The Mandarin Oriental's "Presidential Privilege 2005," four nights, Jan. 17-21. Includes: Private jet service to and from D.C.; guest's choice of chauffeured Maybach, Rolls-Royce or Hummer for duration of visit; a private dinner for eight guests; 20 "Washington-based movies" on DVD; daily supplies of Krug champagne and Beluga caviar; tickets to an inaugural event; designer fashions from Neiman Marcus, including (for her) an Oscar de la Renta gown, Manolo Blahnik shoes, a mink coat, and (for him) a Kiton tuxedo, David Yurman cuff links and 18-carat gold Cartier watch. And an American flag, flown over the U.S. Capitol. Price: $200,500 (still available!).
What's in a Name?

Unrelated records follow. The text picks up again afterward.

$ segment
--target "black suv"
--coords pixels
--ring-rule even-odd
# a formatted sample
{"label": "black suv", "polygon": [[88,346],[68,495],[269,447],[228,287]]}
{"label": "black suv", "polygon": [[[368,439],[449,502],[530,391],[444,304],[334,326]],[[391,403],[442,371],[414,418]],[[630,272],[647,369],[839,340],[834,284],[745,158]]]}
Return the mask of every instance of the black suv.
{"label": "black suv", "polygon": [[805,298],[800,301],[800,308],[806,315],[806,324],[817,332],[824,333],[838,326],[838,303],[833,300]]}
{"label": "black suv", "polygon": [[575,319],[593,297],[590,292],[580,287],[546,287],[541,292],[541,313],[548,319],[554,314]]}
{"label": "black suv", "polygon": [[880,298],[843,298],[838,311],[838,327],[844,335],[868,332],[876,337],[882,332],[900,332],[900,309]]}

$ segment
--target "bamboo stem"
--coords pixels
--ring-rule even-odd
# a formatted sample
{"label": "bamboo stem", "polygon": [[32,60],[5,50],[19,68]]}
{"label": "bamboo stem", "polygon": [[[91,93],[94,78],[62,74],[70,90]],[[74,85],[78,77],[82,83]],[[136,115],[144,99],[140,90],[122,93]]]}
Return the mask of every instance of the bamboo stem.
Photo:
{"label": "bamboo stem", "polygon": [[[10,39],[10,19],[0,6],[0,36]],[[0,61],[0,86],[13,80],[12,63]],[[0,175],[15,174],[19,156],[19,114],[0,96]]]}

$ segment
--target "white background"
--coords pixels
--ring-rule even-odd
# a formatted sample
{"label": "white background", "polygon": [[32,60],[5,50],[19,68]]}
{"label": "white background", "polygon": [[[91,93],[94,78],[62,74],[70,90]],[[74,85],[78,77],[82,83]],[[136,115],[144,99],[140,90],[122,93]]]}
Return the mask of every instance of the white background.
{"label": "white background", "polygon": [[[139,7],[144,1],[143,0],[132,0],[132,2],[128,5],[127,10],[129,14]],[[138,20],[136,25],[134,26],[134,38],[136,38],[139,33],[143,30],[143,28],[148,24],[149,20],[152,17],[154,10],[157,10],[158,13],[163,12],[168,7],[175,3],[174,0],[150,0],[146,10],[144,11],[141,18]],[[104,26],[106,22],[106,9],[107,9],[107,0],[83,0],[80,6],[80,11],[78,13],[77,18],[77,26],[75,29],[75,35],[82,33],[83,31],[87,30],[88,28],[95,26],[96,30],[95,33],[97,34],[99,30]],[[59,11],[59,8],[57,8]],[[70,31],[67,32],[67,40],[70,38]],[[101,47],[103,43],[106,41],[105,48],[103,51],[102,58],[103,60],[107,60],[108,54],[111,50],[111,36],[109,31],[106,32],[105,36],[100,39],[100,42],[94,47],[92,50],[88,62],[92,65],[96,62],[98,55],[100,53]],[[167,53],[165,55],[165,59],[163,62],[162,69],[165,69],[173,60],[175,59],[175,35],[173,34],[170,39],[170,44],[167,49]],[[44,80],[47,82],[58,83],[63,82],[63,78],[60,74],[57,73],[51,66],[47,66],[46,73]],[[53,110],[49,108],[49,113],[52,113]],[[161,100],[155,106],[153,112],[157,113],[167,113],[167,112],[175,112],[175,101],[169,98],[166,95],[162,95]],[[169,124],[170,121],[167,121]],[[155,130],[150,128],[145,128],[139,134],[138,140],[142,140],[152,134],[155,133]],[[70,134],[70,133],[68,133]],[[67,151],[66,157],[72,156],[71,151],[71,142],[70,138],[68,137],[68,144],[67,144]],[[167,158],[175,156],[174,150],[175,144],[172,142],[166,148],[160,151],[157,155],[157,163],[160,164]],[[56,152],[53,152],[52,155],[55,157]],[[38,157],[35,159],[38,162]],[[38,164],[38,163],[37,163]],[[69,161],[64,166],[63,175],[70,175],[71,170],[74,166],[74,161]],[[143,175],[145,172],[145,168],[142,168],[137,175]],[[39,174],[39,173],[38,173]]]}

A Free Trip to Italy
Cafe Milano owner Franco Nuschese, considered one of Washington's most well-connected people, is looking for help wherever he can find it in coming up with a name for his planned new restaurant. He and business partner Paul Guzzardo, who addressed Gemma Puglisi's "Communications and Society" class last week at American University, challenged the students to propose a moniker for his Clarendon location, which will open in May or June.
"I'm prepared to give whoever wins a trip to Italy," Nuschese told us. "It's very hard to come up with a name." Why not just Milano Due? "I do own that name," he said, "but I really want to do something new."
There once was a "Hardball" host from Nantucket: Chris Matthews, the MSNBC shouter, and wife Kathleen Matthews, the WJLA anchor, have bought a $4.35 million home on the tony Massachusetts island, reports the Boston Globe. These days, the isle has become a sanctuary for all kinds of elite media types: "The Insider" host Pat O'Brien, "Meet the Press" host Tim Russert and New York Times COO Janet Robinson all have homes on Nantucket.
War of words: Iran has banned National Geographic journalists and sales of the magazine because an atlas it published refers to the country's southern coastal waters as both the Persian Gulf (the name Iran uses) and the Arabian Gulf (which Arab states use). "National Geographic should immediately correct this big mistake and this strange move," an Iranian culture ministry official told Reuters. Allen Carroll, National Geographic's chief cartographer, defended the parenthetical use of "Arabian Gulf": "We do, and will continue, to recognize 'Persian Gulf' as the primary name," he said on the society's Web site. "But we want people searching for 'Arabian Gulf' to be able to find what they're looking for and not to confuse it with the nearby Arabian Sea."